KEY POINTS:
The Kiwis and Kangaroos will use the teams who won their semifinals when they meet in the World Cup decider at Suncorp Stadium this weekend.
The coaches yesterday named unchanged lineups to start and on the interchange.
The Kiwis have no injury concerns. The Kangaroos listed Brent Tate, who left the field during the 52-0 win over Fiji last weekend with a hip flexor problem, and Paul Gallen, who suffered a corked thigh in the game.
Neither trained yesterday but the Kangaroos camp seems sure they will play, with just a slight doubt over Tate and Manly's David Williams on standby to take over.
The Kiwis skipper, Nathan Cayless, and bench forward Sika Manu escaped with cautions from the World Cup match committee after a review of the 32-22 semifinal win over England. Cayless was warned about "unnecessary contact" to the head/neck of opposing prop Adrian Morley in the 24th minute and Manu for using "unnecessary force" to the arm/shoulder of Gareth Ellis in the 45th minute.
The Kiwis had no choice but to name the same lineup - they have no silver bullet to bring from the sidelines. At least they are in form and will front with the background of two physically tough games against decent opposition in the 36-24 come-from-behind win over England a fortnight ago and the led-from-the-start win last Saturday.
The Australians front after demolishing New Zealand 30-6, England 52-4, Papua New Guinea 46-6 and Fiji 52-0. They are concerned at the lack of a decent test, their coach Ricky Stuart citing that lack of hard matches against skilled opponents as their weakness.
They don't have many others. It is near impossible to see the Kiwis beating the Australians and, in fact, if they do better than the 30-6 achieved in the opener five weeks ago that in itself will be something of a victory.
They simply do not have the personnel, especially in the key positions.
Break the game down to Cameron Smith versus Thomas Leuluai at hooker, Johnathan Thurston versus Nathan Fien at halfback, Darren Lockyer versus Benji Marshall at five-eighths and Billy Slater versus Lance Hohaia at fullback - the Aussies might possibly take Benji into their side but wouldn't want the rest, while the Kiwis would happily include all four of the Kangaroos if they possibly could. And then they have Greg Inglis as a fifth playmaker and the huge Israel Folau out wider.
The bookies yesterday had the Aussies at A$1.12 and the Kiwis at A$5.80 and the only reason those odds aren't further apart is that they'd never attract a bet.
This is a great Kangaroos team, there is no doubt. The Kiwis side on the other hand is well short of New Zealand's best available (barring injuries) or best-ever.

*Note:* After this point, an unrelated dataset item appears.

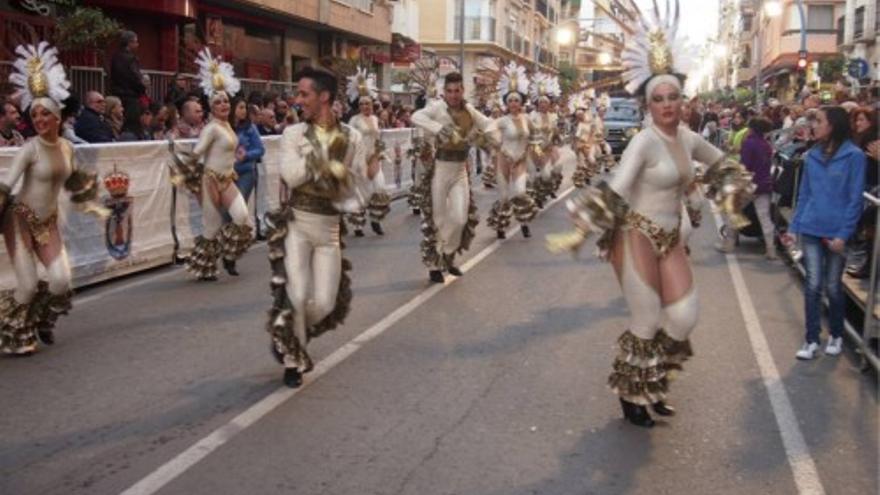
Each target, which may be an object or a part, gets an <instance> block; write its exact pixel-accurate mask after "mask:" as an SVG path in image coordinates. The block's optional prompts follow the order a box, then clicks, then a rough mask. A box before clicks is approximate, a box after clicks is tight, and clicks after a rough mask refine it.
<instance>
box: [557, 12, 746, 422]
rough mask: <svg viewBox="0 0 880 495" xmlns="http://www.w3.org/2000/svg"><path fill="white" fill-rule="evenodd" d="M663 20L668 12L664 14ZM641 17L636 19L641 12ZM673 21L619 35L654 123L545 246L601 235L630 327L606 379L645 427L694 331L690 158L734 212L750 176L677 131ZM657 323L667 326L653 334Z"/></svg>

The Kiwi teams that won previously all included star playmakers and world-beating forwards - the likes of Stacey Jones, Ruben Wiki, Matthew Ridge, Stephen Kearney, Gary Freeman, Jarrod McCracken, Dean Bell, Shane Cooper, Hugh McGahan.
This team has just Marshall as a truly threatening playmaker and it is too easy to close one man down. Manu Vatuvei is a great weapon but how often will he get the ball?
The Kiwis have played the Kangaroos 115 times for just 28 wins, a one-in-four record. Australia are eight-from-eight since they lost 24-0 in the 2005 Tri-Nations decider. It is impossible to see anything other than them that pushing on to nine on Saturday night.
Suncorp Stadium, 10pm Saturday
AUSTRALIA
Billy Slater
Joel Monaghan
Greg Inglis
Israel Folau
Brent Tate
Darren Lockyer (c)
J. Thurston
Petero Civoniceva
Cameron Smith
Steve Price
Glenn Stewart
Anthony Laffranchi
Paul Gallen
Interchange: Karmichael Hunt, Craig Fitzgibbon, Anthony Tupou, Brent Kite.
NEW ZEALAND
Lance Hohaia
Sam Perrett
Simon Mannering
Jerome Ropati
Manu Vatuvei
Benji Marshall
Nathan Fien
N. Cayless (c)
Thomas Leuluai
Adam Blair
Bronson Harrison
David Fa'alogo
Jeremy Smith
Interchange:: Issac Luke, Greg Eastwood, Sam Rapira, Sika Manu.